The only benefit of being housebound with such a dire case of cabin fever is that it has forced me to become more inventive in how to entertain myself, especially when the rain was the latest excuse from Telstra, our telecommunication provider, to affect the quality of our WIFI – in much the same way that leaves and snow used to affect the entire rail network in the UK.

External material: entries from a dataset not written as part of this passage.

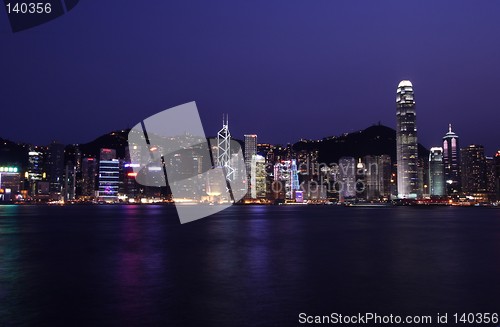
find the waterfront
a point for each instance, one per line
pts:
(246, 266)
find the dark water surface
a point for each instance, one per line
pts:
(247, 266)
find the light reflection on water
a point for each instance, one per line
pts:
(246, 266)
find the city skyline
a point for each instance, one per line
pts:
(332, 73)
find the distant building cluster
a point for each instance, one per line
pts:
(274, 173)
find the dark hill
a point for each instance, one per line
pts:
(374, 140)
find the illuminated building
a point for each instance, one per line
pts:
(10, 182)
(490, 178)
(35, 169)
(258, 177)
(496, 161)
(89, 173)
(451, 162)
(250, 151)
(109, 171)
(436, 172)
(406, 141)
(286, 172)
(377, 177)
(473, 169)
(55, 168)
(346, 181)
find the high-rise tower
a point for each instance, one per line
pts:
(436, 177)
(451, 161)
(406, 141)
(224, 149)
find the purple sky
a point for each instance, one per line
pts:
(281, 69)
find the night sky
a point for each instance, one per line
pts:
(283, 70)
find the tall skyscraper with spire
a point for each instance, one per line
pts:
(451, 162)
(406, 141)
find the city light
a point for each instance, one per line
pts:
(9, 170)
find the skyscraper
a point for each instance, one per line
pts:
(436, 172)
(406, 141)
(109, 172)
(377, 177)
(346, 178)
(473, 169)
(497, 173)
(89, 172)
(258, 174)
(55, 168)
(451, 162)
(250, 151)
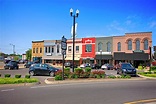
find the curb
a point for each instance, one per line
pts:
(85, 80)
(145, 77)
(21, 84)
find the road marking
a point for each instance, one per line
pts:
(7, 90)
(141, 101)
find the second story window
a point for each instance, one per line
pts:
(146, 44)
(99, 46)
(40, 50)
(69, 48)
(33, 50)
(108, 47)
(49, 50)
(36, 50)
(58, 48)
(77, 48)
(52, 49)
(45, 49)
(119, 46)
(88, 48)
(137, 44)
(129, 45)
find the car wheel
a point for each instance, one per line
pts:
(32, 73)
(51, 74)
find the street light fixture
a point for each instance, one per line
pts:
(101, 57)
(13, 48)
(74, 16)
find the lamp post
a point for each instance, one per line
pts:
(101, 57)
(13, 48)
(74, 16)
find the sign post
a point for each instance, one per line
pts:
(64, 48)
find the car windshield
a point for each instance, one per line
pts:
(127, 66)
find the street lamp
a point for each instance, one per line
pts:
(101, 57)
(13, 48)
(74, 16)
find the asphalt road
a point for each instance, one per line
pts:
(112, 92)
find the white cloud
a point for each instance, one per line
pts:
(152, 24)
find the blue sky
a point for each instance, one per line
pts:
(24, 21)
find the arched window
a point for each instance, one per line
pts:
(119, 46)
(99, 46)
(129, 45)
(137, 44)
(145, 44)
(108, 47)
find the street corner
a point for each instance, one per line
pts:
(147, 101)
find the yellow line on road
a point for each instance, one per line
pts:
(141, 101)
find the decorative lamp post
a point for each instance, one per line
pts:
(74, 16)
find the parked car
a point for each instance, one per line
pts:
(85, 65)
(11, 65)
(107, 66)
(126, 69)
(28, 64)
(69, 64)
(95, 66)
(42, 69)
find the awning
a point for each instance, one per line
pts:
(107, 57)
(130, 56)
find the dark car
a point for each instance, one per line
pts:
(11, 65)
(95, 66)
(42, 69)
(28, 64)
(126, 69)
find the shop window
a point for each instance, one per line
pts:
(119, 46)
(69, 48)
(129, 45)
(99, 46)
(137, 44)
(77, 48)
(108, 47)
(88, 48)
(145, 44)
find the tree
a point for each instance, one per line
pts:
(28, 54)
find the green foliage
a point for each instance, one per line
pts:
(58, 77)
(112, 76)
(28, 54)
(27, 76)
(17, 76)
(153, 68)
(7, 75)
(140, 67)
(17, 80)
(88, 69)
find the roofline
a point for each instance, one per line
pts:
(37, 41)
(139, 32)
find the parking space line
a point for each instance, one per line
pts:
(141, 101)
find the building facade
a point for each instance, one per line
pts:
(78, 51)
(88, 50)
(37, 50)
(104, 50)
(52, 52)
(132, 48)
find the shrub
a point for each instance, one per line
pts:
(88, 69)
(58, 77)
(18, 76)
(7, 75)
(112, 76)
(27, 76)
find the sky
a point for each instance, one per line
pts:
(24, 21)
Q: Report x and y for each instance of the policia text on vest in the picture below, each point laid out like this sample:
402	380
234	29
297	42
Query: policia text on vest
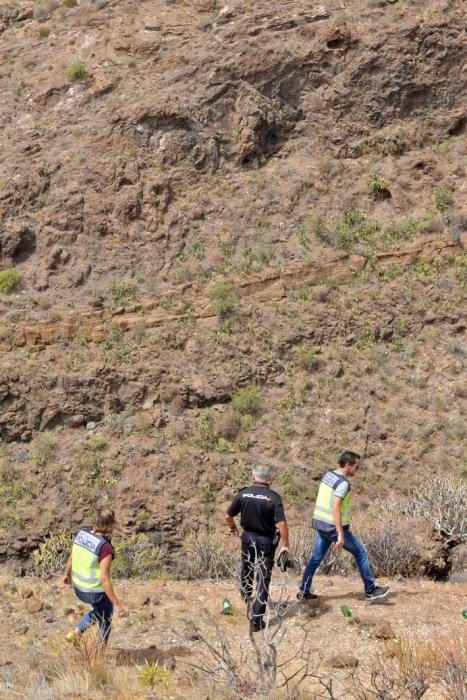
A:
261	514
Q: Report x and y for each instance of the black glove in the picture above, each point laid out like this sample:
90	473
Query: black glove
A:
283	561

So, perhaps it was a fortuitous side effect in this age of instant gratification and my own dependency on social media, that while the old man filled his time cleaning out his bodily orifices in front of the cricket, I came up with the following interesting ideas:
- Hair removal – this (typically monthly) chore wasted at least half a day because the weeks of rain had helped me cultivate maximum growth. A symbiotic couple, the task also used up a good part of the old man’s weekend spent cleaning out the clogged drains and plastering all nicks and cuts caused by his strangely, newly blunt razor.
- Teaching the dog new tricks – all well and good, unless you have an eight-year-old menopausal bitch like The Princess, who at the ripe old age of 56 in human years, is tired of my requests for her to smile, take selfies with me, entertain and love me all the time.
- Baking a cake, or in my case, a cheesecake. Alas, the dilemma with cooking on rainy days is that there is SO much time afterwards to eat it. It calls from the fridge, and if, like me, you have the biological disorder to put on weight simply by flicking through the pages of a Delicious cookbook, (let alone daring to pause at the Baking Section), it’s not a good plan. But then I spotted the idiot’s guide to chocolate cheesecake and my brain made the connection of how I could become the perfect mother with very little effort.
- Cleaning the house – I managed to resist because this is the old man’s work.
- Washing – say what?
- Moaning to the old man about why the Internet wasn’t working, because in spite of my fervent belief in equality, that’s definitely his department.
- Changing the bed linen – sadly, the old man beat me to this when he did it a couple of months ago.
- Napping… never in question and took me nicely up to dinner time and the only highlight of my days, my next meal.
- Curtain twitching – for a car space closer to the house, and then watching the old man dodge wild weather, puddles, and scary neighbors to move it, did bring the odd smile to my face.
- Contemplating exercise and a long run, but then realizing that I couldn’t run because I have never run and it was raining.
11. And finally… Planning my To-Do List for the following week, but not having the time to tick one damned item off it.